I had a visit with a CNM already set up as a follow-up to irregular mid-cycle bleeding and the out of control yeast. The bleeding turned out to be ovulation bleeding. The yeast got smart and died. We had a good visit. I felt free to cry a bit. She’s very *neutral* which I’m not entirely sure is a good thing. There I am trying to decide whether I should have a hcg test or schedule an early ultrasound, and really she didn’t weigh in. Not that I interpret that as ambivalent, I just wish she could counsel me on how much information really can be gained from these tests. She called me a little while ago to tell me that my quantitative hcg number – 292 – was good. Ok, so good. So now I should repeat the test in two days, but oops, I’ll be out of town. Dag! What to do.

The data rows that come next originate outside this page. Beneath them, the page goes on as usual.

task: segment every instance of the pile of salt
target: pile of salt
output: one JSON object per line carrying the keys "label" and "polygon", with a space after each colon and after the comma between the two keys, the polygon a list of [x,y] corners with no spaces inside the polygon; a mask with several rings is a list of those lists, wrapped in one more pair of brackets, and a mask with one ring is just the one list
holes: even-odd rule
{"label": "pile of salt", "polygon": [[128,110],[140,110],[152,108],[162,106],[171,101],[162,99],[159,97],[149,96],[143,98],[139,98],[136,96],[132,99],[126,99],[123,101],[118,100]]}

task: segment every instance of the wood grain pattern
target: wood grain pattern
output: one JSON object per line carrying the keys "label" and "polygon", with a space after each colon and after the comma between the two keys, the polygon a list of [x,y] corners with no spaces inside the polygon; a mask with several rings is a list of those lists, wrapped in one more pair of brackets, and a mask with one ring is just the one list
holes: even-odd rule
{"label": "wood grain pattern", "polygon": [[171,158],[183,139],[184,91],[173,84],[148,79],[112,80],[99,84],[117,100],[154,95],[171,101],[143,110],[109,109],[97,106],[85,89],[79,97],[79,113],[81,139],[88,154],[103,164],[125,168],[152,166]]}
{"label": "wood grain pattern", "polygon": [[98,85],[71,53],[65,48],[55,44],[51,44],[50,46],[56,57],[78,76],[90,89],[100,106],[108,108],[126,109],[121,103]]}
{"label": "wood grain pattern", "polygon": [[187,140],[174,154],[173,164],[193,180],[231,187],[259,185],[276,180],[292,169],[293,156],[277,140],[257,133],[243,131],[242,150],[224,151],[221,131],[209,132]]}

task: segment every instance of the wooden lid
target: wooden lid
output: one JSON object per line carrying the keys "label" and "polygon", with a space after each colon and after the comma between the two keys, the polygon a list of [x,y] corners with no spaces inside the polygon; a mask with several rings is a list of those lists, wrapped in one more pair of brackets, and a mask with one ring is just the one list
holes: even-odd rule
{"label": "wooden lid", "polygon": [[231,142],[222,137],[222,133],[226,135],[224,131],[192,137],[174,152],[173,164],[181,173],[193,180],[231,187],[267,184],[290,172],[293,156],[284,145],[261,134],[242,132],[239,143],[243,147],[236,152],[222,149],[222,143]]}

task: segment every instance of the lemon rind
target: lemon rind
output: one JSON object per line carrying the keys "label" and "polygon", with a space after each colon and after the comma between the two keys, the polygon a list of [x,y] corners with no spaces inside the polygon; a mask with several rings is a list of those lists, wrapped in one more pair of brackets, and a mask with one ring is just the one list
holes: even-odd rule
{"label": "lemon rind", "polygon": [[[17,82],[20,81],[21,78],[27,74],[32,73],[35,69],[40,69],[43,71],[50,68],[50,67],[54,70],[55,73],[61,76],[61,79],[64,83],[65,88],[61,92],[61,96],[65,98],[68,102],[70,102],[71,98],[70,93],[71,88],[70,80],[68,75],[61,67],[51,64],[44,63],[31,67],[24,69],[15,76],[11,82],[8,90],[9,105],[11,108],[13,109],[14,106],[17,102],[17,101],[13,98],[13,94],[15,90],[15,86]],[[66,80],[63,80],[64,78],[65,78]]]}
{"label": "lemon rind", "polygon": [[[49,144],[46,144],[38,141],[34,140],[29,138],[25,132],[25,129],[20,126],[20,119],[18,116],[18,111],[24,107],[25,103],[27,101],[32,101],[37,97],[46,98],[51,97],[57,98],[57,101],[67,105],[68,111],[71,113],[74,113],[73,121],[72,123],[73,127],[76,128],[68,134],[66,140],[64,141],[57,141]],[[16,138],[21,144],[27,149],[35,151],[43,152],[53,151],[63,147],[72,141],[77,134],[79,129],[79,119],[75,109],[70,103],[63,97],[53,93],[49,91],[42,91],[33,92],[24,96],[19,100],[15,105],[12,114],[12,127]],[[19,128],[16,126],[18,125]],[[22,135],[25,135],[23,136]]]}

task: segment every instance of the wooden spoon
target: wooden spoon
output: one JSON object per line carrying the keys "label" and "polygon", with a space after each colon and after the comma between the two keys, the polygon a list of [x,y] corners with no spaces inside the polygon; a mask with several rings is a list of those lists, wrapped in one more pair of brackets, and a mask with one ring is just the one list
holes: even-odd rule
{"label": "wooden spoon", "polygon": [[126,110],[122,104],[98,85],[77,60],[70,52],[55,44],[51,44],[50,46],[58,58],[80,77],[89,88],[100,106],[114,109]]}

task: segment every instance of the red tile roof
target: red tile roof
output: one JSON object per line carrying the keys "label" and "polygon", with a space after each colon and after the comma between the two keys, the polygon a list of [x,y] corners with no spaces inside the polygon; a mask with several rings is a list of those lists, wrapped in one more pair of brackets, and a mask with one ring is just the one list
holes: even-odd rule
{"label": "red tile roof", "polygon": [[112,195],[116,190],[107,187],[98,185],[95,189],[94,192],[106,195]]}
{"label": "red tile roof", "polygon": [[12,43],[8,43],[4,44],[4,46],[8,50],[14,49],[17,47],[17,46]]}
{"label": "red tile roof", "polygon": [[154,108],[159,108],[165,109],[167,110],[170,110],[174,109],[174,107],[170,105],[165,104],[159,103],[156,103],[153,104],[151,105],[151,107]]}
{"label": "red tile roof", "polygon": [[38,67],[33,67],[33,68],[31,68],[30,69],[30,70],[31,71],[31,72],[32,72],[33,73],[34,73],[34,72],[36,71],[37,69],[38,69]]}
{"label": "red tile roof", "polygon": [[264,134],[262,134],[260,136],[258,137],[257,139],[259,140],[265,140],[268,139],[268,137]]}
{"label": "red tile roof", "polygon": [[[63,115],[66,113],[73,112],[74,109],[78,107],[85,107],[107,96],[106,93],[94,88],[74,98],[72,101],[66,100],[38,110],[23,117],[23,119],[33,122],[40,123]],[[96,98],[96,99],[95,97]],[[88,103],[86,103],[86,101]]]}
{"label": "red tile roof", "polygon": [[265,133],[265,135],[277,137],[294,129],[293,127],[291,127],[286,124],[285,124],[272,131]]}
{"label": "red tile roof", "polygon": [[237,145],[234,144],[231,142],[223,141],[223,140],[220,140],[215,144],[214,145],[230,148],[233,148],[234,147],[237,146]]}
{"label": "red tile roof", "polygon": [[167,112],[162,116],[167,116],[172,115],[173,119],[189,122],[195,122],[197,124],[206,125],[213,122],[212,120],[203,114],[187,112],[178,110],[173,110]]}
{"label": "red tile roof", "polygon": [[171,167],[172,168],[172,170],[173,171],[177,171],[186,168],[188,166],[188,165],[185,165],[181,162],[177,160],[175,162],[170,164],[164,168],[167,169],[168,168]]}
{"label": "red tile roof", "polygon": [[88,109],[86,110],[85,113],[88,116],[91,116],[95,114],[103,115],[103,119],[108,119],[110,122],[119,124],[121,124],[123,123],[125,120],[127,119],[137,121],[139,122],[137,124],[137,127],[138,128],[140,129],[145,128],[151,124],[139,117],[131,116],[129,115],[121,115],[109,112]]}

I went to Meadowsweet Herbs and threw down a few pretty pennies. In addition to echinacea for a brewing head cold, I bought some aromatherapy items, and a tincture for pregnancy support, pregnancy tea (which doesn’t taste too bad, I must admit), and a neat-looking book entitled Natural Pregnancyby Janet Balaskas. Time to update my reading list.
It’s a big step for me to announce this so loudly in the big world. I AM PREGNANT! I’m REALLY pregnant . . . again . . . so soon after tragedy. Thank God! May this baby gestate in peace knowing how much he or she is wanted and loved.
Current pregnancy symptoms – exhausted, emotional, lower-abdominal “twinges”
Other feelings – scared, hopeful, worried, out of breath, heart racing, vulnerable, joyful, excited
What a blessing. That’s what I’ll call my growing baby – blessing.